Table.hist_of_counts(*columns, overlay=True, bins=None, bin_column=None, group=None, side_by_side=False, width=6, height=4, **vargs)[source]

Plots one count-based histogram for each column in columns. The heights of each bar will represent the counts, and all the bins must be of equal size.

If no column is specified, plot all columns.

overlay (bool): If True, plots 1 chart with all the histograms

overlaid on top of each other (instead of the default behavior of one histogram for each column in the table). Also adds a legend that matches each bar color to its column. Note that if the histograms are not overlaid, they are not forced to the same scale.

bins (array or int): Lower bound for each bin in the

histogram or number of bins. If None, bins will be chosen automatically.

bin_column (column name or index): A column of bin lower bounds.

All other columns are treated as counts of these bins. If None, each value in each row is assigned a count of 1.

group (column name or index): A column of categories. The rows are

grouped by the values in this column, and a separate histogram is generated for each group. The histograms are overlaid or plotted separately depending on the overlay argument. If None, no such grouping is done.
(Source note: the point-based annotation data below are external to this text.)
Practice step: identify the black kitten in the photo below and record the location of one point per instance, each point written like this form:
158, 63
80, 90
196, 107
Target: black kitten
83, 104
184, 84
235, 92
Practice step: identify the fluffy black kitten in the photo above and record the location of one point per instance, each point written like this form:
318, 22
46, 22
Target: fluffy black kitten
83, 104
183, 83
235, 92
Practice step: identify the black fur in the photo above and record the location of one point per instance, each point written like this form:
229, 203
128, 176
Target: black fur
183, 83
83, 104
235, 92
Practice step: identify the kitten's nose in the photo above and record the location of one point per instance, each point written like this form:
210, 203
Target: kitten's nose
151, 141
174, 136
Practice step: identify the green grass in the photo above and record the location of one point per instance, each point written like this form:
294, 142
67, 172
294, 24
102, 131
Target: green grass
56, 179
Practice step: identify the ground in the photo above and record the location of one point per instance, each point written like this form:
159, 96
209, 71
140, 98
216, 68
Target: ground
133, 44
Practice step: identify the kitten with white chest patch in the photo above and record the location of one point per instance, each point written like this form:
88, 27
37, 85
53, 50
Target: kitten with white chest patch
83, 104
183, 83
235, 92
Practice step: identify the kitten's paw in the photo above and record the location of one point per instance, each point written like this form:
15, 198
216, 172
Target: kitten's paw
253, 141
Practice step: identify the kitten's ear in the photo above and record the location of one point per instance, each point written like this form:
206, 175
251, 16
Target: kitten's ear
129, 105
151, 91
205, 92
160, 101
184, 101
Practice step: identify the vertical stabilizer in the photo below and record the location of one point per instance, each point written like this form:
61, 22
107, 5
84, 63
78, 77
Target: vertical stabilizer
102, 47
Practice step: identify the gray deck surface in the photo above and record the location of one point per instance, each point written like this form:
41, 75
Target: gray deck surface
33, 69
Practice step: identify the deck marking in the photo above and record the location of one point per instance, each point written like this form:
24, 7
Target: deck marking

side_by_side (bool): Whether histogram bins should be plotted side by

side (instead of directly overlaid). Makes sense only when plotting multiple histograms, either by passing several columns or by using the group option.

vargs: Additional arguments that get passed into :func:plt.hist.

See for additional arguments that can be passed into vargs. These include: range, cumulative, and orientation, to name a few.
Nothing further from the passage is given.